My friend.. I'll call her "D".. had her baby boy yesterday. After a very difficult pregnancy, he was born prematurely at 28 weeks and 1 day. Thankfully -- he came out crying. He was delivered by emergency c-section and is currently in the same NICU that Ben stayed in during his first week. The big difference is that ben was 35 weeks along and was almost 6 pounds and breathing and feeding and keeping himself warm all by himself. Little baby Brennan is 2.5 pounds and will need a LOT of care over the next few months as he continues to grow and hopefully thrive under the care of the amazing NICU staff and the love of his parents and older sister.
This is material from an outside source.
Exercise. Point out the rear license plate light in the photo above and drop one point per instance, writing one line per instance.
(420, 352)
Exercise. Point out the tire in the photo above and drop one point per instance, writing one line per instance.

I believe the survival rate for "28 weekers" is about a 90% survival rate. That, in itself, is a miracle. But I put more weight of that miracle on the world of the March of Dimes and the advances of medicine that in a higher power.

Regardless of anything.. there is a little life.. a tiny little boy with ten fingers and ten toes who deserves a healthy and long life. I pray that his time in the NICU is spent growing and that he doesn't have any setbacks will the many illnesses that can affect premature babies. I pray that as his original due date approaches, and he is over 3 months old, that he will be perfectly healthy. I pray that he has no long term healthy problems due to his prematurity. I pray for a quick and complete physical and emotional recovery for his mom. I'm not sure who I'm praying to, but I hope that I'm being heard.

For those of you who haven't already donated toward our March for Babies walk for the March of Dimes -- please try to give if you have the means. It's not to support me or my family.. it's to support all of the little guys and girls like baby Brennan.. it's to increase survival rates for preemies, decrease health issues, and decrease premature birth as a whole. This has got to stop!